Boost logo

Boost :

Subject: Re: [boost] [beast] Supporting ICY 200 OK
From: Vinnie Falco (vinnie.falco_at_[hidden])
Date: 2017-10-04 17:52:58


On Wed, Oct 4, 2017 at 9:37 AM, Vinícius dos Santos Oliveira
<vini.ipsmaker_at_[hidden]> wrote:
> There's a big misunderstanding between us here.
> ...
> I thought you were trying to generalize `beast::http::read`.

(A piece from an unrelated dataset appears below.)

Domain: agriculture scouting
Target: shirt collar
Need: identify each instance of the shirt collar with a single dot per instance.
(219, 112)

Hmm...I'll restate it. The beast::http::read algorithm is a generic
algorithm which operates on any object meeting the SyncReadStream
requirements. A typical setup for un-encrypted connections might look
like this:

    beast::http::read <-- boost::asio::ip::tcp::socket

The read algorithm receives data directly from the socket and provides
it to the parser. My solution to recognizing "ICY 200 OK\r\n" is
simply to add a stream adapter into the middle of this pipeline:

    beast::http::read <-- icy_stream <-- boost::asio::ip::tcp::socket

The stream adapter replaces "ICY" with "HTTP/1.1" if it appears as the
first the characters of the input. This adapter would work with any
algorithm which operates on the SyncReadStream or AsyncReadStream
concept.

>> I'm not sure what an "HTTP backend" means, but for practical purposes
>> there are three versions of HTTP:
>>
>> HTTP/1.0
>> HTTP/1.1
>> HTTP/2
>
> Add ZeroMQ to the list.

Are you saying that HTTP has four versions 1.0, 1.1, 2, and ZeroMQ? A
casual search
of rfc2616[1], rfc7230[2], and rfc7540[3] does not turn up any matches
for "ZeroMQ."
Could you please provide a link to the document which describes the
ZeroMQ version
of HTTP?

> The point is making applications that answer HTTP requests (if you're writing a server).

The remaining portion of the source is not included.